Continued losses in the Semiconductor segment (operating loss ¥11.7B) and earnings volatility: Although revenue ¥165.3B (+31.3%) shows recovery, the segment remains loss-making with operating margin -7.1%. Upfront costs for capex and R&D are heavy, and earnings could widen into losses again depending on demand cyclicality.
Deterioration in working capital efficiency (CCC 156 days) leading to cash strain and inventory impairment risk: Days Inventory Outstanding 111 days and Days Sales Outstanding 73 days have trended longer, weighing on OCF efficiency.

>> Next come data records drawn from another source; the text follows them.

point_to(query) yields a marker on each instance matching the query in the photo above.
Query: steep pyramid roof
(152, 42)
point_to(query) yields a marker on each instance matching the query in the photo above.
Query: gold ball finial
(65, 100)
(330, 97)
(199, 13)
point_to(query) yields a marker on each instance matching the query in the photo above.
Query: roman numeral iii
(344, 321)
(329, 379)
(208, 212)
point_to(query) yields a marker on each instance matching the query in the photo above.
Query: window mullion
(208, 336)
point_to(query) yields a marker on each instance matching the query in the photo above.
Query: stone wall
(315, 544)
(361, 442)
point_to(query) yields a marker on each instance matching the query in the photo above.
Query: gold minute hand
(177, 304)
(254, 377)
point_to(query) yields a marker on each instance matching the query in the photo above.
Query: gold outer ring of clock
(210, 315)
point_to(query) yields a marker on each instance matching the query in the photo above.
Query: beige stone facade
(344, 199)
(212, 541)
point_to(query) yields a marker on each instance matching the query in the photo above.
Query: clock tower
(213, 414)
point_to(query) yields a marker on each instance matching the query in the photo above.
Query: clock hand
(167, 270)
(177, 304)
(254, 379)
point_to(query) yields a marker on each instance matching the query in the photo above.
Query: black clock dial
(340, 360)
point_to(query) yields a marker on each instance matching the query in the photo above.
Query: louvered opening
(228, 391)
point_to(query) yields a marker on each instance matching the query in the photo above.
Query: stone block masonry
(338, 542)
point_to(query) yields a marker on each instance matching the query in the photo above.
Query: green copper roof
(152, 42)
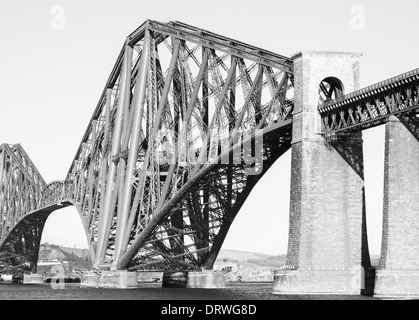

Inventory build-up of ¥12.82B (note: stated as 128.2億円 in original) increases the risk of excess inventory and valuation losses in the event of demand shifts, posing concerns for asset efficiency and profitability.
収益性・リターン
| 指標 | 自社 | 中央値 (IQR) | Delta |
|---|---|---|---|
| 営業利益率 | 7.6% | 7.8% (4.6%–12.3%) | -0.2pt |
| 純利益率 | 3.6% | 5.2% (2.3%–8.2%) | -1.6pt |
Profitability is slightly below industry median; operating margin is close to the median while net margin is -1.6pt below, indicating room for improvement.
成長性・資本効率
| 指標 | 自社 | 中央値 (IQR) | Delta |
|---|---|---|---|
| 売上高成長率(前年比) | 5.5% | 3.7% (-0.4%–9.3%) | +1.8pt |
Revenue growth rate exceeds the industry median by +1.8pt, placing the company in a higher-growth cohort.
※Source: Company compilation
Structural improvement in profitability as shown by gross margin +2.2pt and operating margin +2.5pt: Price normalization and mix effects from high-margin segments (Marine 26.2%, General Industrial Machinery 14.5%) have boosted core profitability, with operating margin improving from 5.1% to 7.6% over the past two years. Declines in cost of sales ratio and restraint in SG&A jointly support sustainable margin improvement through cost reduction and efficiency measures.
Strong cash generation with OCF/Net Income 2.24x and Free Cash Flow ¥132.6B supporting dividends: OCF ¥220.4B (YoY +60.9%) creates ample surplus even after capex ¥78.7B and dividends ¥50.9B. Cash build-up to ¥336.8B and conservative leverage (Debt/EBITDA 1.09x) provide flexibility for post-merger capital allocation (dividend increases or growth investment).
Upside potential from working capital efficiency (CCC 156 days) improvement and Semiconductor segment turning profitable: Inventory DIO 111 days and AR days 73 indicate room for improvement; compressing inventory and shortening collection periods would enhance OCF and ROE. The Semiconductor segment has revenue +31.3% and a 69.0% reduction in operating loss, indicating a recovery trajectory; once it turns profitable, consolidated operating margin should improve incrementally.
This report is an AI-generated earnings analysis document produced by analyzing XBRL financial statement data. It does not constitute a recommendation to invest in any specific security. Industry benchmark data are compiled by the firm based on publicly disclosed financial statements and are provided for reference only. Investment decisions are your own responsibility; consult a professional advisor as necessary.